My Perfect Calendar App
It’s been a while since Marco Arment posted about the failing of digital calendars to pull away from the familiar formats of physical calendars. When I read it back then, I found my head nodding the whole time in agreement. There are lots of limitations that your typical calendars and planners have, since they are tied to physical constraints. So, it’s somewhat surprising that in four years since that post, no one has built an iPhone calendar app that addresses these shortcomings. At least that I’ve been able to find.
A summary of his points:
- I don’t care about the past. It can be hidden in a separate view for the rare occasions that I want to look at past items. Yet the past is consuming the majority of the interface.
- I don’t care about present-and-future items with equal granularity. I wouldn’t mind seeing today in an hour-by-hour view, but I don’t need the same granularity when showing events three days from now.
- If I switch to a more granular view for today, I lose the ability to see any of what’s happening next week.
First, I must repeat Marco’s point: Don’t show me the past. Don’t even let me go to the past. I’m living in the now, people! Forward and onward. I don’t use my calendar to reminisce. Quite a few calendar apps get this wrong, and it’s frustrating. This is the first thing I check whenever I try a new app. If it treats the past the same as the future, it’s an immediate turn off. When a calendar app let’s me scroll willy-nilly from this week to last week and last month, I feel disoriented. It fails to acknowledge the basic fact that people don’t care about the past when using a calendar app. On the other hand, when an app prevents me from going to yesterday, or at least adds some friction, it makes me smile. It feels good to be anchored to right now, because that’s where—and when—I am.
Marco’s next point is that “I don’t care about present-and-future items with equal granularity.” He goes on to talk about wanting to see hour-by-hour detail without losing the ability to see what’s happening in the coming week. The general idea here is that not all the hours on my calendar are equally important to me. I completely agree with Marco’s point and suggestion and would love to see an app that does what he proposes. But let me expand on this concept on a different dimension.
Even when I’m looking at my current day, there are times in my day that I don’t care what’s going on. At least, not in the same way. One such time, for example, is while I’m sleeping. The point is, any open slots on my calendar should be treated differently. My appointments have names, places, notes, and other information that I want to see. By definition, the free time on my calendar does not. Most apps handle this by providing a list view where you only see your scheduled items. By limiting the presented information to scheduled events, you get the most information density. This is a passable, but a huge compromise. I don’t care about my open slots in the same way, but I want to see some acknowledgement that they exist.
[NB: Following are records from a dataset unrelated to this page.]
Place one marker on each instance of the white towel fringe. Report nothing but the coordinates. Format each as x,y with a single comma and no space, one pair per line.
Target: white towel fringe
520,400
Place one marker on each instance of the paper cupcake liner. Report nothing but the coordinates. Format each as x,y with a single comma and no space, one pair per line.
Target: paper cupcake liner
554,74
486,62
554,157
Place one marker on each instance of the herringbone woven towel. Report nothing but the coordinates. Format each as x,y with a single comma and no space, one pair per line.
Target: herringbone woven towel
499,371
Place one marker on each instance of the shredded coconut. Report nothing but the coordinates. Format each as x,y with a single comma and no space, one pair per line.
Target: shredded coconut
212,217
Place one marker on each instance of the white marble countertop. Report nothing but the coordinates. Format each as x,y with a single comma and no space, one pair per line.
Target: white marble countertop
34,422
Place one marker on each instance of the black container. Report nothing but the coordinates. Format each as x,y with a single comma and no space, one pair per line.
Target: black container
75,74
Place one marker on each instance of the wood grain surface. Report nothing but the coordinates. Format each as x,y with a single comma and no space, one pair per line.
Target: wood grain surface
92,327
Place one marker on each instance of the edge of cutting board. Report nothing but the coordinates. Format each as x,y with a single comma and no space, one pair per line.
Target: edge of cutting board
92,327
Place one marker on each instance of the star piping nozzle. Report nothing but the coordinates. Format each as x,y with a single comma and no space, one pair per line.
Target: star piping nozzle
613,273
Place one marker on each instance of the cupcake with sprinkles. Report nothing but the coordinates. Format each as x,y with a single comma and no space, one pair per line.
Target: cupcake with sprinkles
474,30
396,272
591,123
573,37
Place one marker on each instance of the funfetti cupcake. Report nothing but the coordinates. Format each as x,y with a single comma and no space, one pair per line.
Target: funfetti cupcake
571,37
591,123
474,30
The problem with a list view is that it’s incongruous with the reality of the continuity of time. I don’t teleport from meeting to meeting in a discrete way. But that’s what’s subtly implied by such a list. Hey, I’m in the conference room. Now I’m taking out the trash at home. There’s no sense of the time period between these events. There’s also no visual sense of the durations of the events. A fifteen minute standup looks the same as a two hour planning meeting when displayed as a list item. However, if you do display events to scale (as in a detailed day view), you’re back to treating time as equally important, which is where this rant began.
Another problem of displaying at the hourly granularity is that it’s impossible (on a phone screen) to fit more than about twelve hours without sacrificing readability and usability. I’d like to see the next twenty-four hours, but there’s physically not enough room. That’s another motivation to handle areas of a calendar differently.
What I’m looking for is something in between the list view and a day view. Show me the next twenty-four hours (Or what should this value be?) worth of events on one screen, but don’t ignore my free time. Give me a sense of the landscape of my schedule. Is my day fragmented by meetings? Where are the large chunks of time I have? Am I free tonight?
There are plenty of apps that provide an overview. There are lots of apps that provide a detailed daily view. But I still haven’t found one that does both at the same time. It’s a hard problem. It’s much easier to break up the information into different views: Day, Week, Month. It’s how calendars have been rendered for a long time. But there’s (still) a great opportunity with digital to improve this.